Gun Control (revisited)
My writing (below) was originally printed as part of the Disobedient Electronics project by Garnet Hertz. It is a limited edition publishing project that highlights confrontational work from industrial designers, electronic artists, hackers and makers that disobey conventions.
Gun Control (revisited)
In 2004, I created Gun Control — a set of four electromechanical sculptures, which used stepper motors, servos and cheap cameras that were controlled by AVR code. The distinguishing feature of each unit is a police-issue semi-automatic replica handgun. You can purchase these authentic-looking firearms for less than $100.
The make-believe weapons arrived in the mail a week after I ordered them.
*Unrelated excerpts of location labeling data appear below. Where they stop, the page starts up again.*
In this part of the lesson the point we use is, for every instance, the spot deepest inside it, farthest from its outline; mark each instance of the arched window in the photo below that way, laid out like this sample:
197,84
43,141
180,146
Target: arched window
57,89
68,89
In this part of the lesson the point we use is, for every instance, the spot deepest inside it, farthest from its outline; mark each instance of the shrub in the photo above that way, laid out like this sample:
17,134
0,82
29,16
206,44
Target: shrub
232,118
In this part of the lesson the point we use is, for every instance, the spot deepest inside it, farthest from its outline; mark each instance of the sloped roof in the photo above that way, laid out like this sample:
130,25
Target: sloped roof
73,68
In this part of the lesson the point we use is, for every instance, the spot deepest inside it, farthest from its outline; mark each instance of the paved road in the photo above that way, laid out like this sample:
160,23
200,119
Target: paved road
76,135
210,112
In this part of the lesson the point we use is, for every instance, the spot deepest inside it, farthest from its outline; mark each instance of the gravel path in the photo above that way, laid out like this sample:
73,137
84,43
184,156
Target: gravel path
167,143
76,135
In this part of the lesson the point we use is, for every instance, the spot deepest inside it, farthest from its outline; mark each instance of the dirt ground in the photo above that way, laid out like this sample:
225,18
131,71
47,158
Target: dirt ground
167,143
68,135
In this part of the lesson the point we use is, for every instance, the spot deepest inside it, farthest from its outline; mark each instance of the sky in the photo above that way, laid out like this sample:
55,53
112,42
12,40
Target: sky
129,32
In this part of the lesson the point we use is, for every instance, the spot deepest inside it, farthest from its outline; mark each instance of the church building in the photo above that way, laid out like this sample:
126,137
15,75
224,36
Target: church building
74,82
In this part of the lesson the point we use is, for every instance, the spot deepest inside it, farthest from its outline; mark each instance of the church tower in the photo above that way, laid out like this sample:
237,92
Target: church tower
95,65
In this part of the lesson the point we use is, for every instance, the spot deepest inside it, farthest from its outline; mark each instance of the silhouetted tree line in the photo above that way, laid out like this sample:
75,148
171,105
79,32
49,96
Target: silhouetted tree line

That night, I closed the blinds, drank too much whisky and danced around my apartment in my underwear waving my new guns around. The next morning, I packed them in a duffel bag and took the “L” in Chicago to my studio. During the 45-minute commute I felt like a criminal.
Each gun is connected a stepper motor via a direct-drive shaft and flexible couplings. I used a lathe and a milling machine to make custom fittings. I hid unsightly electronics in a custom-sewn leather pouch, resembling some sort of body bag.
As people enter the Gun Control installation space, the cameras track their movement, and the guns follow their motion. Well, at least this is what I had hoped it would do. However, I had committed to using the first gen CMUCam and its blob-tracking software was spotty at best. I was under a deadline. It was too late to spec out new cameras. Plus, these were the right size for the artwork, which was using decentralized embedded hardware. I shifted my focus to building a chaotic system.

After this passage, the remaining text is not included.